Summaries and Commentaries

Chapter 8: The Savage Society of Thorstein Veblen

As the full effects of the Industrial Revolution spread from Europe to America, the free enterprise atmosphere of the United States became a far different thing from the European practice of laissez faire. The game of making money in the United States was rough and savage, devoid of sportsmanship. The gentleman's rapier gave way to the roughneck's brass knuckles.

In the United States, any man could prove his worth through business success, regardless of his ancestry, and money became the passport for entrance into the upper classes. Men such as William H. Vanderbilt, John D. Rockefeller, Jay Gould, Jim Fisk, and J. P. Morgan dedicated themselves to ruining competitors. They gave no quarter. In their public dealings, these robber barons were guided by J. P. Morgan's sentiment: "I owe the public nothing."
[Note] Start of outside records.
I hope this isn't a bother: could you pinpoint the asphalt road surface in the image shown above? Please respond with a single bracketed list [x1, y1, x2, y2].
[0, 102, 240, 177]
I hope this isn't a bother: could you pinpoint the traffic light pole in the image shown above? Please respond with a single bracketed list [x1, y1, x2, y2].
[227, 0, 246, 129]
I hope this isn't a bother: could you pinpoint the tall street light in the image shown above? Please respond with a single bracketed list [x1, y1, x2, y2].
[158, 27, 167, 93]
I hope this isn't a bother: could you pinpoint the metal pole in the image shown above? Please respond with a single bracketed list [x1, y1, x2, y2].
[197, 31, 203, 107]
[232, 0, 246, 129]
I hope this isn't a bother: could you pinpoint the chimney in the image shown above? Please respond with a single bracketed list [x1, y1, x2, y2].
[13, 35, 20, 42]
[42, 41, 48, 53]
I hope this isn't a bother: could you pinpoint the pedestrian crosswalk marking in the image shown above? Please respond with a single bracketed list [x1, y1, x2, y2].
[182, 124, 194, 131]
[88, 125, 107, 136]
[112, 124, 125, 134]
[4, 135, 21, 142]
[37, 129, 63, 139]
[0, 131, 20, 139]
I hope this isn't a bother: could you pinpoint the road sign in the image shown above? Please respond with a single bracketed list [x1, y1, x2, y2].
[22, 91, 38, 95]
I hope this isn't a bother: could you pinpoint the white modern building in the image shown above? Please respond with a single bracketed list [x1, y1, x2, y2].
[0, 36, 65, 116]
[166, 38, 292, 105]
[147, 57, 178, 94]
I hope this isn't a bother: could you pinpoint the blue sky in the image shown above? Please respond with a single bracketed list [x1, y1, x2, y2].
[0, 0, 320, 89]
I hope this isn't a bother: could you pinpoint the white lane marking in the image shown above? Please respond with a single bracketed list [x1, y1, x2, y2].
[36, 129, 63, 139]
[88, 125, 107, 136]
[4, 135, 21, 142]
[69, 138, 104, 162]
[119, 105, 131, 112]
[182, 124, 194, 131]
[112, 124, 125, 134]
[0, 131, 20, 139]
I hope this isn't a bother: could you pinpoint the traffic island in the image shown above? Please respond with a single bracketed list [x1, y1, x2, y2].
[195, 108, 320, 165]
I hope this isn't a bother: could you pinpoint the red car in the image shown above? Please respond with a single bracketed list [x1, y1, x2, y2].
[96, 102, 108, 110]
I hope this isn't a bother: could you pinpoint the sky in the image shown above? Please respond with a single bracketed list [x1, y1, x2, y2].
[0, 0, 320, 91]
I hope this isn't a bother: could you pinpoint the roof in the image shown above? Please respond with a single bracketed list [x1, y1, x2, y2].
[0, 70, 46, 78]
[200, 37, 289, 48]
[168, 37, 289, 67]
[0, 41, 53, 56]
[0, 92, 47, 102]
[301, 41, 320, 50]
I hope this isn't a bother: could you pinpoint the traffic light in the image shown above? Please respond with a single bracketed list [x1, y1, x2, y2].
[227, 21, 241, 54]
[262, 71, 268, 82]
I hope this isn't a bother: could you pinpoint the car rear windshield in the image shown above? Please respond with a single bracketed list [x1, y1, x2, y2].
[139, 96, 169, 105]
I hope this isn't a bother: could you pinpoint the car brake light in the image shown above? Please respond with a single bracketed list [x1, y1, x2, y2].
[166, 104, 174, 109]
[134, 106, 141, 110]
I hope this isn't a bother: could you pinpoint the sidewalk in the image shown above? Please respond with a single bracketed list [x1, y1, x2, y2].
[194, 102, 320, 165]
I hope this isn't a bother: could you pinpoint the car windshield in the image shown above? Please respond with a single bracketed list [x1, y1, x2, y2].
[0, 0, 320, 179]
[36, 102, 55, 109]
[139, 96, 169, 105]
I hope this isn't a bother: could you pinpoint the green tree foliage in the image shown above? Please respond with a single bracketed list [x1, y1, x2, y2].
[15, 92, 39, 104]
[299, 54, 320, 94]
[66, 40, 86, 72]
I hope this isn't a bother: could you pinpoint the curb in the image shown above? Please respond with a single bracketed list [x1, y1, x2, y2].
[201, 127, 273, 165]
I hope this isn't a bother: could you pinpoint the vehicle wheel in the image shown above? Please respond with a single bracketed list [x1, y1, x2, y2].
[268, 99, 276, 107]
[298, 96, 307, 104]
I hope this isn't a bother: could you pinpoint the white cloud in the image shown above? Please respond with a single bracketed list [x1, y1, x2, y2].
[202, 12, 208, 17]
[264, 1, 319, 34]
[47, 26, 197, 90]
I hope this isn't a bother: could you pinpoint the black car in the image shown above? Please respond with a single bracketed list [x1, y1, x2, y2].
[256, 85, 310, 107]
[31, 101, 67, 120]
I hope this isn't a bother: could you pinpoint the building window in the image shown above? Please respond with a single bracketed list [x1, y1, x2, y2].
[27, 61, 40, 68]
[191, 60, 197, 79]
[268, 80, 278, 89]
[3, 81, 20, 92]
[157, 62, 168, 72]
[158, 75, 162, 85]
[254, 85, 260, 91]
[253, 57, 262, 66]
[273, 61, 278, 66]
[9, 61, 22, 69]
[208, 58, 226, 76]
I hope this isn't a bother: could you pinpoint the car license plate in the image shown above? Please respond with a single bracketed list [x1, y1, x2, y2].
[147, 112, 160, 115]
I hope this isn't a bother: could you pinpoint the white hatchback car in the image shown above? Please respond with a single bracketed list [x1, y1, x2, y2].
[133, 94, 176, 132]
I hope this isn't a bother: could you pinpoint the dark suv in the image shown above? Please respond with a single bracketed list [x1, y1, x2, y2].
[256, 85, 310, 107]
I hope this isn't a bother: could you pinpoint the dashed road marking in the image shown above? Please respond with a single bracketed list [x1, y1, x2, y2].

From 1865 through the early part of the twentieth century, dishonesty was a virtue, the investor a gullible fool, and the stock market a private casino which the public financed. A practical demonstration was William Rockefeller and Henry Rogers' purchase of Anaconda Copper Company by paper manipulation and without a cent of personal investment—resulting in a $36,000,000 profit. Official economists viewed this scene unperturbed, their thoughts wrapped up with such terms as enterprise, thrift and accumulation, and consumption. At best, they apologized only slightly and shared the common blindness: They were too close to the scene to judge objectively. What was needed was the disinterested, detached view of an outsider, which was ultimately filled by the most aloof of skeptics, Thorstein Veblen.